«Concilier les avancées technologiques et l’exigence de protéger les droits fondamentaux attachés à la vie privée», c’est le défi qui doit être relevé. Le président de la République, qui a présidé hier la cérémonie de la Rentrée solennelle des Cours et tribunaux dont le thème portait sur la Protection de la vie privée, a insisté sur le besoin d’adapter notre cadre juridique en anticipant sur les besoins futurs.
Par Dieynaba KANE – Pour la cérémonie de la Rentrée des Cours et tribunaux de cette année, la problématique de la protection de la vie privée a été choisie comme thème. Le chef de l’Etat, qui a présidé la séance, a reconnu «la nécessité de concilier les avancées technologiques et l’exigence de protéger les droits fondamentaux attachés à la vie privée». D’après Macky Sall, qui a présidé hier aussi sa dernière cérémonie de rentrée, «des lois et institutions dédiées à cette protection ne manquent pas». Mais, souligne-t-il, «il y a certainement lieu d’interroger leur adéquation avec les réalités évolutives de notre temps».

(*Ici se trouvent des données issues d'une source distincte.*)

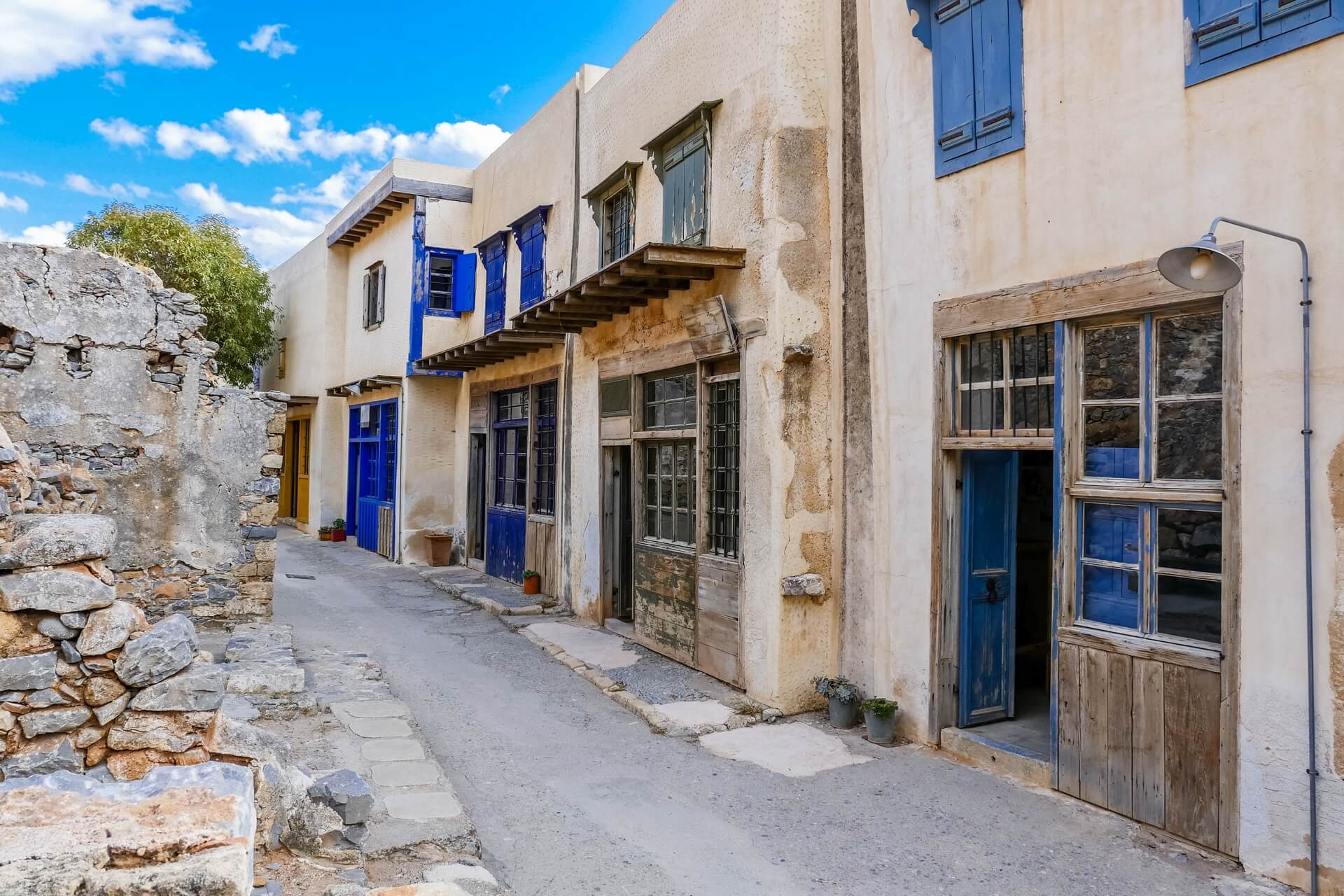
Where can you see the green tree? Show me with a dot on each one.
(203, 258)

Selon lui, «il s’agit surtout d’adapter notre cadre juridique en corrigeant ses imperfections et en anticipant sur les besoins futurs, au moment où nous entrons de plain-pied dans l’ère de l’Intelligence artificielle». En outre, M. Sall constate que cette problématique met «en lumière la nécessité d’assurer l’équilibre entre le principe de liberté et l’impératif de protéger ce qui relève de la sphère privée, y compris les données personnelles». Dans son allocution, le président de la République relève que la vie privée est aujourd’hui plus que jamais exposée et menacée dans son existence, avec l’explosion des technologies de l’information et de la communication, et la frénésie des réseaux sociaux. Et d’ajouter : «Officiel ou personne privée, nul n’est épargné, à telle enseigne qu’on peut légitimement se demander ce qui reste de la vie privée, surtout lorsque tel ou tel aspect qui en relève est utilisé dans une volonté manifeste de nuire.»

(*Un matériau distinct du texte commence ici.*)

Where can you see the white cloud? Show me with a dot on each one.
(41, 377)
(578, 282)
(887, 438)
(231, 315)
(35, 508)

Par ailleurs, Macky Sall a tenu à préciser que «la protection de la vie privée n’incombe pas seulement à l’Etat». Ainsi, martèle-t-il, «elle s’impose aussi au milieu socio-professionnel privé pour préserver l’équilibre entre le travail et la vie personnelle, et établir une relation de confiance et de respect mutuel entre l’employeur et l’employé». Et de poursuivre : «La même exigence s’applique aux procédures judiciaires, de l’enquête jusqu’au jugement, afin de protéger l’intimité et la dignité des personnes poursuivies et des témoins, s’agissant notamment des informations qui touchent à la vie privée.»
Toutefois, le président de la République précise que «la protection de la vie privée n’exclut pas la possibilité pour l’Etat d’infléchir certaines règles, à des fins d’intérêt général, notamment pour assurer la sécurité des personnes et des biens ou réprimer certaines formes de criminalité». A titre d’exemple il cite : «La loi 2016-29 du 08 novembre 2016 qui aménage des restrictions à la protection de la vie privée dans des circonstances spécifiques où la sécurité publique est en jeu.» Macky Sall, qui dit mesurer «la sensibilité afférente à cette restriction», soutient que «les circonstances doivent la justifier». «Je pense par exemple à la lutte contre le terrorisme, la cybercriminalité et la criminalité organisée dont les modes opératoires sortent de l’ordinaire. Dans le même esprit, la loi 2016-33 du 14 décembre 2016 autorise des mesures spécifiques pour la collecte et le traitement d’informations relevant d’activités de renseignement. Là également, nécessité fait loi», a-t-il déclaré.
Poursuivant ses explications, M. Sall informe que «par ses fonctions régaliennes dont il a seul le monopole, l’Etat est le garant de l’ordre et de la sécurité publics». Dès lors, prévient-il, «tout manquement à cette mission exclusive lui est naturellement imputé, d’où la nécessité d’aménager des dispositions légales et réglementaires lui donnant les moyens d’agir pour assurer cette prérogative d’intérêt général». «Je pense en particulier aux impératifs de sécurité nationale. Sous tous les angles d’analyse, la matière est donc complexe et constitue un défi permanent pour l’Exécutif, le Législatif et le Judiciaire», a-t-il encore dit.
Pour Macky Sall, au-delà des textes qui sont, selon lui, certes nécessaires, la vie privée relève «aussi de considérations d’ordres éthique et moral qui nous engagent en tant que citoyens et citoyennes liés par le contrat social et dotés du libre-arbitre». C’est-à-dire, explique-t-il, «l’aptitude à nous déterminer par nous-mêmes et non par crainte d’une force coercitive». Cela, fait-il savoir, «ramène au devoir de responsabilité qui accompagne et valorise l’exercice des libertés individuelles et collectives».